Let’s keep size in context: The sale is expected to raise EGP 135 mn, which would be done via newly-issued shares that would see up to two-thirds of the club listed on the exchange. Prime will place EGP 37 mn worth of shares in a sale to institutional investors, while another EGP 98 mn will be earmarked for sale to individual retail investors, Maher had told us over the summer. E-Finance’s EGP 5.8 mn (USD 370 mn) IPO was the largest the market has seen since 2015; that’s when TMG raised about EGP 4.5 bn (or about USD 850 mn given the exchange rate at the time).
The biggest-ever IPO in Egypt? That would be Telecom Egypt, which raised the equivalent of nearly USD 900 mn in 2005.
Ghazl El Mahalla FC is spinning off from its parent company (the state-owned textiles business of the same name) and will be listed as a new company with initial capital of EGP 200 mn. The remaining capital not issued in freefloat shares will come in the form of an in-kind contribution from Spinning and Weaving to give it a stake.
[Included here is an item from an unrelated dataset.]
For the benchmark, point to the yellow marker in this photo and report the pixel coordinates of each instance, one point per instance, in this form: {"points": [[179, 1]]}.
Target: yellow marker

e-Finance’s success on the EGX has given energy to the state privatization program. The state-owned firm’s listing this month encouraged Ghazl El Mahalla to go ahead with its own IPO, Maher told Masrawy. E-Finance met with substantial institutional and retail appetite. Four more state-owned companies could hit the bourse before the end of the current fiscal year in June, Public Enterprise Minister Hisham Tawfik said previously. Aside from the football club, Banque du Caire is a candidate, after its IPO was postponed in the wake of covid-induced market turmoil. There are also offerings in the pipeline for several large government-owned firms beyond that date, Tawfik said.
But the real question is which private-sector companies are in the funnel to go public. The parent company of health foods brand Abu Auf said earlier this fall it will list in the first half of 2022, with EFG Hermes in the driver’s seat. Macro Pharma also has plans to list, having made a last-minute u-turn on its IPO in April and later hired EFG Hermes to quarterback the sale. And non-bank financial services player Ebtikar has also said it plans to go public.
Okay, but is Ghazl El Mahalla even a good football club? After being relegated for several years, Ghazl El Mahalla made it back into the Egyptian Premier League last season and finished the year in the lower-middle of the table. They play their first match of the new season (which got underway on Monday) tomorrow against Al Masry. Ghazl El Mahalla won the league once, back in 1973, and remain a team with a large and loyal local fan base. The IPO would make it Mahalla the first Egyptian football club to go public.